A bronze nude figure holding an oversized phallus in his right hand has sold at auction for £2,200 – around double its estimate.

Detectorist Paul Shepheard found the Celtic artefact, whose phallus is hinged for movement, at a detector rally in Haconby, Lincolnshire, in 2022.

The 69-year-old, from March, Cambridgeshire, said he plans to use the proceeds of the sale to pay for a holiday to the Greek island of Kos for his wife and her mother.

The retired processing consultant said his wife, Joanne, had just found a medieval penny when he then got a signal on his new XP Deus II metal detector.

Ancient Coins and Antiquities sale
A bronze Celtic artefact of a nude figure with a hinged phallus in its right hand sold for £2,200 at Noonans Ancient Coins and Antiquities sale (Noonans/PA)

He said he dug 10in (25cm) into the earth and initially thought he had found a large steel split pin commonly used to retain wheels on farm carts.

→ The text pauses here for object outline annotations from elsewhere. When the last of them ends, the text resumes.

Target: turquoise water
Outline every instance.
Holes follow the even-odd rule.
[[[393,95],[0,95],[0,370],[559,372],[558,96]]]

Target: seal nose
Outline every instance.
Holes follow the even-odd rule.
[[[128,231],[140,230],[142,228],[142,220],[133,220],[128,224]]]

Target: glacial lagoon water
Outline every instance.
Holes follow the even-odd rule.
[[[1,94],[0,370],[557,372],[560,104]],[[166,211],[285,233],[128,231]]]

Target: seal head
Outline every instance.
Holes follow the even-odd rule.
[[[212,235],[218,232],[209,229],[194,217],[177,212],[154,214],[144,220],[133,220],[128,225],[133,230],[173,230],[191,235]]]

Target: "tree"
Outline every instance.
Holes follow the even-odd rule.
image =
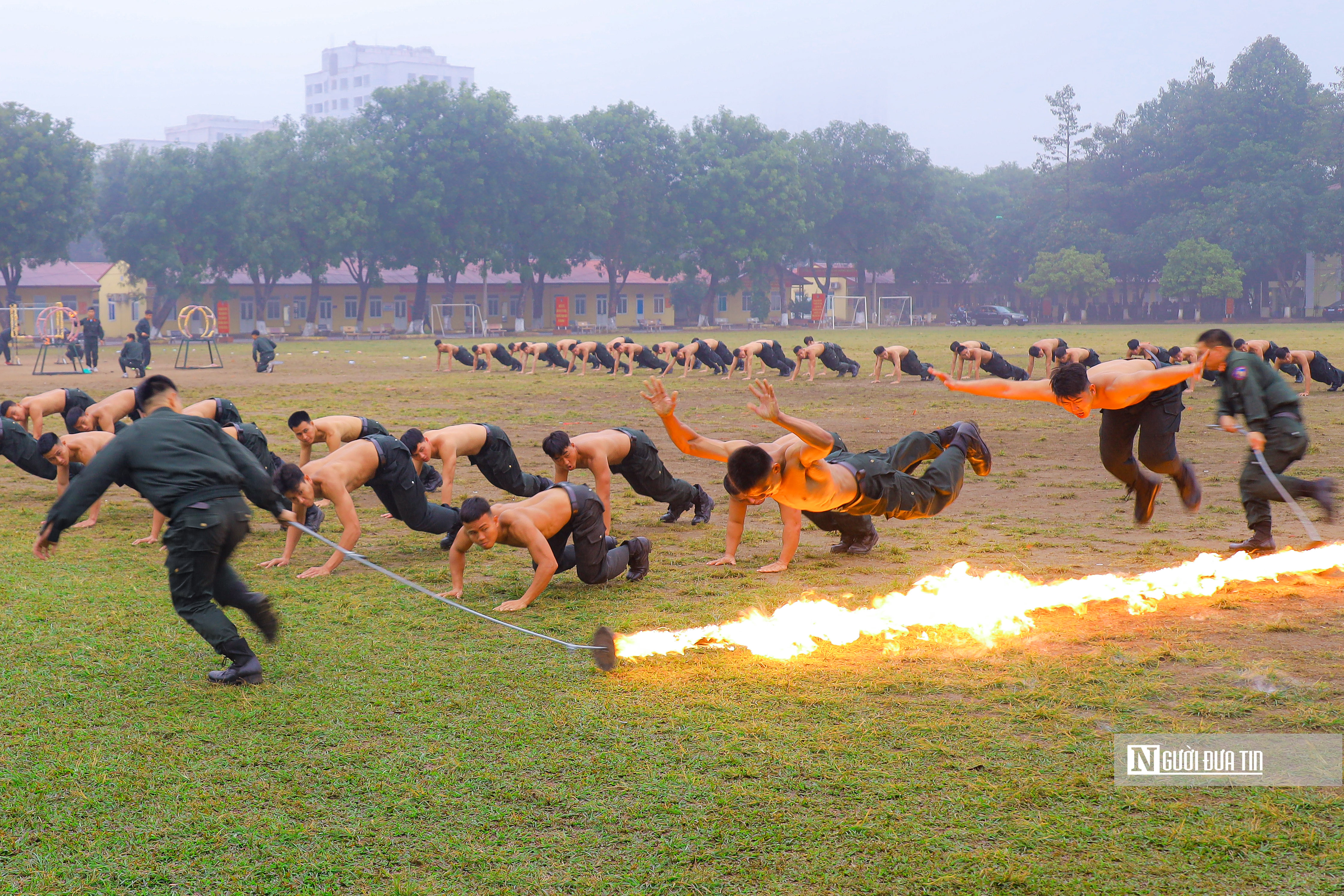
[[[1090,142],[1086,142],[1087,132],[1091,130],[1091,125],[1082,125],[1078,122],[1078,113],[1082,111],[1082,105],[1074,102],[1074,87],[1073,85],[1064,85],[1055,93],[1046,97],[1046,102],[1050,105],[1050,114],[1055,117],[1055,133],[1048,137],[1032,137],[1038,144],[1040,144],[1040,153],[1036,156],[1036,171],[1047,173],[1063,169],[1064,175],[1064,208],[1070,204],[1070,188],[1073,183],[1073,163],[1074,156],[1078,150],[1086,150],[1091,148]]]
[[[1025,287],[1036,298],[1050,296],[1082,301],[1101,296],[1111,283],[1110,269],[1101,253],[1085,254],[1068,247],[1038,254]]]
[[[102,161],[98,230],[112,258],[155,287],[153,325],[198,300],[233,258],[243,227],[246,169],[234,141],[149,153],[113,148]]]
[[[676,266],[681,212],[672,200],[680,175],[677,137],[652,110],[632,102],[577,116],[574,126],[593,148],[597,165],[587,193],[585,250],[606,273],[616,301],[630,271],[671,273]]]
[[[1183,239],[1167,253],[1163,266],[1163,293],[1187,298],[1239,298],[1245,273],[1232,254],[1208,242]]]
[[[363,116],[392,167],[383,218],[388,263],[415,269],[409,325],[417,332],[429,317],[430,275],[442,274],[452,302],[458,274],[481,254],[485,218],[497,214],[495,163],[515,111],[508,94],[442,82],[380,87],[372,97]]]
[[[0,105],[0,277],[19,304],[24,267],[66,257],[93,204],[94,146],[59,121],[16,102]]]
[[[798,142],[800,157],[820,169],[808,180],[836,188],[833,211],[816,220],[813,244],[828,274],[836,261],[853,263],[867,294],[867,273],[895,266],[902,240],[929,206],[929,157],[905,134],[862,121],[832,121]]]
[[[804,232],[802,180],[788,134],[755,116],[726,109],[696,118],[681,134],[688,270],[703,270],[708,289],[700,313],[714,316],[719,289],[734,292],[746,275],[769,282],[769,270]]]

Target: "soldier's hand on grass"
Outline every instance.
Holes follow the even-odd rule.
[[[44,523],[42,529],[38,532],[38,540],[32,543],[32,552],[40,560],[50,560],[51,552],[56,549],[55,545],[47,540],[48,535],[51,535],[51,524]]]
[[[774,398],[774,387],[765,380],[757,380],[747,387],[755,396],[758,404],[747,404],[762,420],[774,422],[780,419],[780,402]]]
[[[644,388],[646,388],[648,392],[640,391],[640,395],[642,395],[644,400],[653,406],[655,414],[659,416],[667,416],[668,414],[676,411],[677,392],[668,392],[663,386],[663,380],[656,380],[650,376],[644,380]]]

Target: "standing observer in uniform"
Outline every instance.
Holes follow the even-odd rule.
[[[145,316],[136,321],[136,341],[140,343],[140,355],[145,360],[145,368],[149,367],[149,334],[155,329],[152,318],[153,312],[145,312]]]
[[[258,373],[270,373],[276,364],[276,344],[253,330],[253,363],[257,364]]]
[[[1284,498],[1255,461],[1255,451],[1265,455],[1265,462],[1278,476],[1285,492],[1294,498],[1314,498],[1325,510],[1325,520],[1331,521],[1335,516],[1335,480],[1308,481],[1279,476],[1293,461],[1300,461],[1306,454],[1306,426],[1302,423],[1297,392],[1259,355],[1234,351],[1232,337],[1227,330],[1204,330],[1199,334],[1199,345],[1206,352],[1204,365],[1223,372],[1219,377],[1222,394],[1218,399],[1218,424],[1235,433],[1236,415],[1242,414],[1246,418],[1246,443],[1251,449],[1239,481],[1251,537],[1231,548],[1274,549],[1269,502]]]
[[[98,451],[51,506],[32,552],[51,557],[60,533],[113,482],[129,485],[171,523],[164,535],[173,609],[233,666],[211,672],[216,684],[261,682],[261,661],[220,607],[238,607],[274,641],[280,621],[265,594],[249,591],[228,566],[247,535],[251,512],[239,490],[278,520],[293,521],[270,477],[214,420],[181,412],[177,387],[151,376],[136,388],[144,416]],[[218,606],[216,606],[218,604]]]

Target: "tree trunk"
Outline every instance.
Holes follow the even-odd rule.
[[[308,270],[308,314],[304,317],[304,336],[317,332],[317,293],[323,287],[325,265],[314,265]]]
[[[406,321],[407,333],[423,333],[425,332],[425,318],[429,317],[429,269],[417,267],[415,269],[415,304],[411,305],[411,313]]]

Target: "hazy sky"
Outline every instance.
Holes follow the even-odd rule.
[[[0,0],[0,101],[73,118],[103,144],[163,138],[192,113],[297,116],[324,47],[431,46],[523,114],[632,99],[681,126],[726,106],[775,128],[863,118],[934,163],[1030,163],[1064,83],[1110,121],[1184,77],[1223,78],[1273,34],[1337,81],[1344,0],[800,3],[771,0]]]

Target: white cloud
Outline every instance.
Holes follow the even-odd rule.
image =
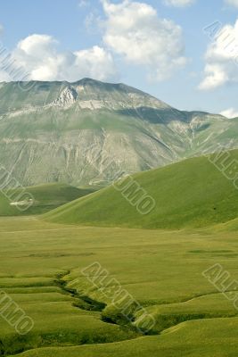
[[[82,77],[107,80],[117,76],[113,58],[105,49],[94,46],[76,52],[61,52],[58,42],[48,35],[31,35],[20,41],[12,57],[14,66],[35,80],[76,81]],[[6,73],[0,73],[0,80],[5,79]]]
[[[153,80],[166,79],[185,65],[180,26],[160,19],[147,4],[102,3],[106,15],[103,41],[114,53],[128,62],[145,66]]]
[[[164,0],[165,4],[175,7],[185,7],[192,5],[196,0]]]
[[[238,0],[225,0],[225,4],[238,7]]]
[[[86,7],[90,5],[89,0],[79,0],[78,6],[79,7]]]
[[[225,111],[222,111],[220,112],[220,114],[223,115],[224,117],[226,117],[229,119],[236,118],[236,117],[238,117],[238,111],[236,111],[234,108],[228,108],[228,109],[226,109]]]
[[[199,88],[214,89],[225,84],[238,83],[238,21],[222,27],[205,54],[204,79]]]

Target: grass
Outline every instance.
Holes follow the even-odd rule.
[[[1,218],[0,286],[32,317],[35,327],[21,337],[0,317],[0,351],[21,357],[236,356],[238,311],[202,271],[219,262],[235,279],[237,254],[236,232]],[[110,298],[81,273],[94,262],[153,315],[154,336],[103,322],[102,311],[85,310],[59,285],[57,277],[65,276],[68,286],[73,283],[81,295],[110,306]],[[135,324],[139,317],[140,311]]]
[[[231,151],[230,155],[229,162],[237,160],[238,151]],[[178,229],[226,223],[238,216],[237,189],[205,156],[138,173],[134,179],[135,184],[124,193],[135,202],[136,196],[141,197],[135,186],[143,187],[156,203],[148,214],[142,215],[125,195],[110,187],[46,213],[45,220],[87,226]],[[127,182],[128,178],[122,184],[124,187]]]
[[[77,188],[65,184],[46,184],[24,188],[6,190],[0,193],[0,216],[18,216],[40,214],[76,200],[94,190],[93,188]],[[32,195],[34,203],[26,211],[20,211],[11,205],[12,202],[21,201],[26,194]],[[24,199],[24,198],[23,198]]]

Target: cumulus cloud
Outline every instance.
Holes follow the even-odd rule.
[[[164,0],[165,4],[175,7],[185,7],[192,5],[196,0]]]
[[[225,4],[238,7],[238,0],[225,0]]]
[[[223,26],[216,34],[205,54],[204,79],[199,88],[214,89],[238,82],[238,21]]]
[[[147,4],[130,0],[119,4],[102,0],[102,4],[106,15],[103,41],[115,54],[145,66],[154,80],[166,79],[185,65],[180,26],[160,19]]]
[[[14,66],[28,74],[28,79],[76,81],[91,77],[106,80],[117,76],[113,58],[105,49],[94,46],[76,52],[62,52],[58,42],[48,35],[31,35],[20,41],[12,58]],[[0,80],[11,80],[8,77],[6,71],[0,72]]]
[[[226,109],[225,111],[222,111],[220,112],[220,114],[223,115],[224,117],[232,119],[232,118],[238,117],[238,111],[236,111],[234,108],[228,108],[228,109]]]

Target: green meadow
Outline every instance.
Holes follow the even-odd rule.
[[[219,262],[235,279],[237,237],[215,228],[112,228],[1,218],[0,287],[35,324],[19,336],[1,320],[0,355],[237,356],[238,311],[202,276]],[[135,328],[140,311],[133,324],[103,319],[110,303],[81,272],[94,262],[153,316],[151,333]],[[78,295],[67,289],[72,283]]]
[[[237,356],[237,189],[206,157],[133,179],[156,202],[146,215],[136,190],[29,187],[24,214],[2,193],[0,356]],[[204,276],[216,264],[217,285]]]

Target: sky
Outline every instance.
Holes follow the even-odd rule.
[[[0,81],[88,77],[238,116],[237,17],[238,0],[2,1]]]

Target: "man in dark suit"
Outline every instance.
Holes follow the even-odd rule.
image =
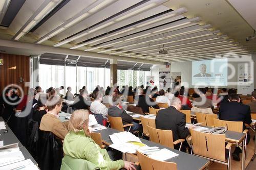
[[[156,128],[172,130],[174,141],[185,139],[189,134],[188,128],[185,127],[186,115],[179,111],[182,106],[180,100],[173,97],[170,106],[159,110],[156,117]],[[175,145],[174,148],[179,149],[179,144]]]
[[[206,65],[205,64],[201,64],[200,65],[199,70],[200,72],[198,74],[195,75],[193,77],[211,77],[210,74],[206,72]]]
[[[91,105],[91,101],[87,98],[88,92],[87,90],[82,89],[80,92],[80,95],[78,98],[76,98],[72,107],[76,109],[87,109]]]
[[[108,114],[112,117],[119,117],[122,118],[123,125],[129,124],[133,124],[133,126],[132,127],[132,131],[140,130],[141,128],[141,126],[136,122],[133,122],[133,117],[127,114],[126,111],[119,108],[119,105],[121,103],[121,99],[119,95],[114,96],[112,98],[113,106],[111,106],[108,109]],[[127,129],[128,130],[128,129]],[[126,129],[125,129],[126,130]]]
[[[243,130],[246,128],[245,124],[251,123],[251,111],[249,106],[240,103],[240,98],[238,94],[231,93],[228,95],[229,102],[222,103],[220,106],[219,118],[227,121],[243,122]],[[250,141],[250,134],[247,133],[247,144]],[[239,153],[241,150],[237,147],[232,154],[233,159],[240,160]]]
[[[155,109],[159,109],[159,107],[152,99],[149,97],[148,93],[144,95],[142,94],[143,92],[143,89],[138,89],[138,95],[135,98],[135,100],[138,101],[136,106],[141,108],[144,113],[148,113],[150,112],[148,107],[151,106]]]

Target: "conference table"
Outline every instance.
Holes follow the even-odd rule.
[[[115,133],[121,132],[121,131],[111,128],[106,128],[105,129],[95,131],[93,132],[100,133],[103,143],[107,145],[111,145],[113,144],[113,142],[109,136]],[[145,144],[149,147],[157,147],[159,148],[160,149],[166,148],[179,154],[179,156],[178,156],[165,160],[165,161],[166,162],[176,163],[178,169],[203,169],[205,167],[208,167],[210,163],[209,160],[202,158],[200,157],[188,154],[178,150],[165,147],[163,145],[153,142],[143,138],[140,138],[140,139],[143,143]],[[196,162],[196,163],[195,163],[195,162]]]
[[[138,114],[138,113],[132,112],[127,113],[129,115],[131,116],[133,116],[135,114]],[[191,112],[191,115],[194,117],[196,117],[196,114],[195,112]],[[141,116],[143,116],[141,115]],[[138,121],[140,121],[140,117],[133,117],[134,120],[136,120]],[[212,127],[207,127],[207,126],[202,126],[207,127],[209,129],[212,128]],[[225,133],[223,133],[226,135],[226,141],[230,142],[233,143],[235,143],[237,145],[238,144],[242,143],[242,169],[245,169],[245,149],[246,146],[245,143],[245,137],[246,134],[244,133],[240,133],[234,131],[226,131]],[[256,133],[255,133],[256,134]],[[256,142],[255,142],[255,146],[256,146]],[[256,153],[256,149],[255,153]]]
[[[2,117],[0,117],[0,122],[5,122]],[[6,124],[5,124],[5,126],[6,129],[0,130],[0,141],[4,141],[4,145],[18,143],[19,150],[22,152],[25,160],[30,159],[33,163],[38,166],[37,162],[34,159],[32,155],[30,155],[28,150],[20,143],[10,127]],[[8,131],[8,132],[4,133],[4,132],[5,131]]]

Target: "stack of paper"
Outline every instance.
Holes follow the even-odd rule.
[[[0,169],[13,170],[13,169],[39,169],[37,166],[33,163],[33,162],[29,159],[27,159],[22,161],[12,163],[0,167]]]
[[[106,128],[105,127],[104,127],[103,125],[100,125],[100,124],[97,124],[97,125],[94,125],[92,127],[92,132],[99,131],[100,130],[106,129]]]
[[[113,144],[109,147],[122,153],[135,154],[136,149],[141,147],[141,144],[135,144],[136,142],[141,143],[140,139],[130,132],[124,131],[115,133],[110,135],[110,137]]]
[[[164,148],[153,153],[147,155],[152,159],[157,160],[160,161],[163,161],[176,156],[179,156],[179,154],[170,151],[167,149]]]
[[[4,122],[0,122],[0,130],[6,129]]]
[[[0,167],[25,159],[18,143],[0,147]]]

But when he looked more closely, he saw the outline of a face and realised it was more significant.

The artefact is a bronze nude figure with an oversized phallus, which it holds in its right hand and is hinged for movement.

The item, which is 2.2in (5.5cm) tall and 0.5in (1.2cm) wide, was sold at auction at Noonans in Mayfair, London, where it beat its pre-auction estimate of £800 to £1,200 – achieving a hammer price of £2,200.

Ancient Coins and Antiquities sale
Detectorist Paul Shepheard plans to use the proceeds of the sale to pay for a holiday for his wife and her mother (Paul Shepheard/PA)

Mr Shepheard, who has been detecting for 25 years, said afterwards: “We are really pleased with the price that the figure made.

“We really enjoy metal detecting and go out at least three times a week – nothing would stop us doing that!

“However, finding items like ours is a rare event and it was great to see how it sold and the interest it received.”

Nigel Mills, Consultant (Coins and Artefacts) at Noonans, said: “Dating to the Celtic period from the 1st century AD, this is a representation of a fertility god, probably based on the Roman god Mercury as he is holding a purse in his left hand.

“This male figure with its hinged oversized phallus would have had symbolic powers of good luck and warding off evil spirits, and may have served as a locking mechanism as a buckle to hold a belt and scabbard for a sword.”